At least until September 4, 1908, when an ordinance was finally adopted mandating that cattle and milk cows alike be penned up. From New York, Dr. Terry wrote: “I am delighted beyond expression,” echoing the sentiment felt by hundreds of other Fort Myers residents and visitors. But several more months would follow before the ordinance was extended to hogs, and outside of town, hogs were permitted to wander freely for several more years, much to the vexation of Tootie and her husband, Dr. Marshall O. Terry.
So this was the state of affairs when Tootie proposed in February of 1912 to pave the 20-mile stretch of Riverside Drive from Whiskey Creek to Punta Rassa if Fort Myers and Lee County would pave from Whiskey Creek to Monroe Street. Unfortunately, Tootie did not live long enough to see the roadwork started. She did not even live long enough to see Fort Myers approve a $47,000 bond issue to “hard surface” the roads in town in 1913. Rejecting advocates who lobbied for brick or concrete, the city opted for shell-asphalt, which was completed in the late summer of 1915. Although nice and smooth when originally installed, they didn’t remain that way for very long as summer rains soon began wreaking havoc with them.
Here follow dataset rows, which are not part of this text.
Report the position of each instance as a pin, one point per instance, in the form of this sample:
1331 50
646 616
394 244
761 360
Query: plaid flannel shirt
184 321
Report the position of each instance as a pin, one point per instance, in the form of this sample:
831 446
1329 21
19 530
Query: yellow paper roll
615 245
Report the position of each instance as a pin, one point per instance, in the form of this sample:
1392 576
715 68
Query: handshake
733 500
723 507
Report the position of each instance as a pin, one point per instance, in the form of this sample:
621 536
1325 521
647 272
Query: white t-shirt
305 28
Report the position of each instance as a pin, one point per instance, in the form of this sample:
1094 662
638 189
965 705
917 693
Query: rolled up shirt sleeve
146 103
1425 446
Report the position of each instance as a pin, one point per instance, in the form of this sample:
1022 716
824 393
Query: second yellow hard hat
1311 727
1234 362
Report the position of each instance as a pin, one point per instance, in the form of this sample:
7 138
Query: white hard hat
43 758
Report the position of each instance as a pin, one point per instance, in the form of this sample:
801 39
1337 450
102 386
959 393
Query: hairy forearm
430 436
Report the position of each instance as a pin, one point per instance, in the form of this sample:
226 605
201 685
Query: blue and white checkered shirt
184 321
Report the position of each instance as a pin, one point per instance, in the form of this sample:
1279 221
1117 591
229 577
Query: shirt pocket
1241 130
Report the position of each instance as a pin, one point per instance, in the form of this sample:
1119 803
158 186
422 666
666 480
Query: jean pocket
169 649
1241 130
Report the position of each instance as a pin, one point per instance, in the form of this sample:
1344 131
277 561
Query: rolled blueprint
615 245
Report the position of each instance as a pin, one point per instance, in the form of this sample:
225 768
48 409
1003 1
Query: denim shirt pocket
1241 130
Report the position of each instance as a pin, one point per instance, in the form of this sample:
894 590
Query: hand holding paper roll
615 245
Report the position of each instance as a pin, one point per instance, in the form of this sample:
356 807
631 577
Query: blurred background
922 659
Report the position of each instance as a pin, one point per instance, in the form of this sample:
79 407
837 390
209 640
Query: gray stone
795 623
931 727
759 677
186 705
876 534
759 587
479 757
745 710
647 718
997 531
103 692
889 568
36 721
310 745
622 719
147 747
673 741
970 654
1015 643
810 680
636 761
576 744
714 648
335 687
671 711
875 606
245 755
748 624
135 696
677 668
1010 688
Tootie and Dr. Terry were ahead of their time. They not only understood that a paved McGregor Boulevard would open all the invaluable land it abutted to development, but that good roads leading into and out of town were needed if the town was to develop as it should. Because the latter were not provided until the 1920s, Fort Myers almost missed out on the growth experienced by other Florida cities during the real estate boom that began toward the end of World War I.
With this for context, it is little wonder why the members of the Fort Myers Public Art Committee are willing to devote their time, contact their family, friends and business associates, and put themselves on the line to restore the monument dedicated to Tootie's memory by her second husband, Dr. Marshall O. Terry, and the City of Fort Myers in 1913.